Modern consulting between messianism, foolism and medialism

Sigrid Duschek, University of Luzern
Ralf Wetzel, Chemnitz University of Technology

Intended organizational change management follows own rules, and it seem to be one of the last ‘resistant’ areas to modern management. If we take the unsilencing ‘noise’ about organizational change seriously, we just could interpret this that the way to manage change is more open and unexplored than ever. That’s even more the case, if consulting is involved, although the illusion is launched steadily, that consulting could cut the Gordian knot of organizational change. As the few empirical research on consulting effects to management shows, the consequences of consulting in organized change are manifold and – not surprisingly – infrequently congruent with the original intentions. That diagnosis is due to the manifold enmeshments.

Consulting faces an extreme demand in treating unsolvable social problems in organizing, managing and trouble-shooting in daily live. That appears not only in the field of psychic (therapy) organizational (OD, organizational consulting) and individual (social work) problems. Consulting seems to bee the one-for-all-solution and one of the last remaining reference points in problem treatment at all. But according to modern social theory - could they be more - or something different - than fallen messiahs?

Perhaps this is linked with the point of reputation and foolism. Actually, there are remarkable indications, that consulting could work as a modern form of fools for and in organizations. In analogy with the medieval forms of fools, they mostly represent and ‘inject’ some form of temporal alternativity, they open up the difference between advice (time injection) and deed (action) for systems to reflect. In that sense, Consulting appears as a ‘foolish technology’ for ‘reflex suppression’. So they slip into a special role and functionality which obviously has survived the transition of different forms of differentiation of society.
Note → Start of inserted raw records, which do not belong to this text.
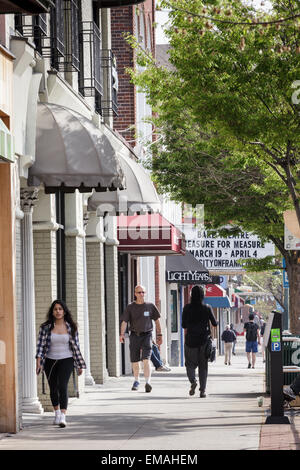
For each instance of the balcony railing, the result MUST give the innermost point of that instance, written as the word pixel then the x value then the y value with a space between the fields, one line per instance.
pixel 91 73
pixel 25 6
pixel 32 26
pixel 109 104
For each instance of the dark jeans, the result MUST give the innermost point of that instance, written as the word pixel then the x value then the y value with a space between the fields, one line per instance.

In that way, consulting looses its rational and intentional imperative and it could gain, with a specific sensitivity, a medial imperative, which means that consulting could offer themselves as ‘mediums for organizational imprinting’. Introducing alternativity into organizations means to allow organizations to use consulting as vehicle for their own sensemaking efforts, to be sensitive for the actual and latent communicative strains within the organization.

So, could consulting survive that systematic overestimation as much as the perspective of effectlessness? Are they neither messiahs nor fools, but simply losers? The paper illustrates the overestimations, the functional foolishness and medial qualities of consulting in an empirical case, shows instructive theoretical modes of description and gives an outlook to conditions and principles of an appropriate form of consulting.